Whether beneath some vaulted abbey's dome,
Where ev'ry footstep sounds in every tomb;
Where Superstition, from the marble stone,
Gives every sound, a pilgrim-spirit's groan:
Pensive thou readest by the moon's full glare
The sculptured children of Affection's tear;
Or in the church-yard lone thou sitt'st to weep
O'er some sad wreck, beneath the tufty heap--
Perchance some victim to Seduction's spell,
Who yielded, wept, and then neglected fell!

But hither come, on yon swoln arch to gaze,
And view the vivid flash eruptive blare;
Light those high walls with transitory gleam,
Illume the air, and sparkle in the stream.
Ah! look, where yonder tempest-shaken cloud,
Awful and black as the chaosian shroud,
Breaks, like the waves which lash the sandy shore,
And speaks its mission in a feeble row.
Thus Meditation hears: "Aspiring height!
Of old, the splendid mansions of the great;
Thy fate (tremendous) lours upon the blast,
And waits to write on thy remains:--'tis past!
Oft have the genii of the hoary blade
Around thy walls their hell-born demons led;
Yet hast thou triumph'd o'er each monster's car,
And braved the ills of pestilential war:
Oft hast thou seen the circling seasons roll
In fond succession round thy native pole;
Defied the hoary matron of the ring,
And seen her sicken in the lap of Spring.
But, ah! no more thy time-clad head shall rise
To dare the tempest, while it shakes the skies;
Nor one small wreck invade the fair concave,
Nor shout above its crumbling basis, Save!
When rising zephyr from thy ruin brings
A world of atoms on its fairy wings."

Din horrible! as though the rebel train
Had sprung from chaos, fought, and fall'n again,
Raves the high bolt: how yon old structure fell;
How every cranny trembled with the yell
Of frighted owls, whose secret haunts forlorn
Were from their kindred vaults and windings torn;
Of bold Antiquity's rough pencil born.
Thrice Fancy leads the dismal echo round,
And paints the spectre gliding o'er the ground.
From ev'ry turret, ev'ry vanquish'd tower,
In heaps confused the broken fragments pour;
And, as they plunge toward the pebbly grave,
Like wizard wand, draw circles in the wave.
Meand'ring stream! thy liquid jaws extend,
Anoint with Lethe now thy fallen friend.
Again the heralds of the thunder fly,
In forky squadrons, from the trembling sky!
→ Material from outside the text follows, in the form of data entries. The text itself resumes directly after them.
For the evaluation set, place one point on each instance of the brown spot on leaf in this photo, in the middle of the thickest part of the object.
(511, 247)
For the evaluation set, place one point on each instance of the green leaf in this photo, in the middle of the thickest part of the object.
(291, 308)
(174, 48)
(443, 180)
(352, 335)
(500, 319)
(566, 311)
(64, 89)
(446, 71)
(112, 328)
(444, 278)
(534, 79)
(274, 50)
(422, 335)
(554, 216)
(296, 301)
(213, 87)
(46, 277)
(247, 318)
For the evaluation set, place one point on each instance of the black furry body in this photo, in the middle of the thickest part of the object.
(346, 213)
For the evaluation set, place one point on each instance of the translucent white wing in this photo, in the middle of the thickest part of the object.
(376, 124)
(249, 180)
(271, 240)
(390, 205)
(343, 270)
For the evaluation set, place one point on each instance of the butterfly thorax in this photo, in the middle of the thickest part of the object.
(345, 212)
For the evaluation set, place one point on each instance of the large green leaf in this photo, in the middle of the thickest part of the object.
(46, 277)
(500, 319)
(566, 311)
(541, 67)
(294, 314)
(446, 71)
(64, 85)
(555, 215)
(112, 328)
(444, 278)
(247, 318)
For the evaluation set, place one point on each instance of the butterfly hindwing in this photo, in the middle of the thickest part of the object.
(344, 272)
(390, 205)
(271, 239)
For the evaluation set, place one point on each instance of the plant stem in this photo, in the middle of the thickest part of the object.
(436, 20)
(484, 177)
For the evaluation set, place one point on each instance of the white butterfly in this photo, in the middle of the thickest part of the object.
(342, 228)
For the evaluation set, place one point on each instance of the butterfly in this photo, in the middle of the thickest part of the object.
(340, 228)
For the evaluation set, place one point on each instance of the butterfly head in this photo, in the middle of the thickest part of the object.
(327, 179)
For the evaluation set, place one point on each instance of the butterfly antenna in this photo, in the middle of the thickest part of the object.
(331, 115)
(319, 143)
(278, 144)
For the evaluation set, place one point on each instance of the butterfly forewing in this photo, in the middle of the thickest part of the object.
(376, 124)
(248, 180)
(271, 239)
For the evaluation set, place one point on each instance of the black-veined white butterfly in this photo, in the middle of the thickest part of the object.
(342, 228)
Again the thunder its harsh menace swells,
And light-wing'd echoes hail the humbled cells!
Weep, weep, ye clouds! with heav'n-bespangled tears;
And, ah! if pity rules your sacred spheres,
Invoke the thunder to withstay its rage,
Disarm its fury, and its wrath assuage.

But now, Aurora, from the Ocean's verge,
Trims her gray lamp, to light the mournful dirge.
She comes, to light the ruinated heap:
But lights, to wake the pensive soul to weep!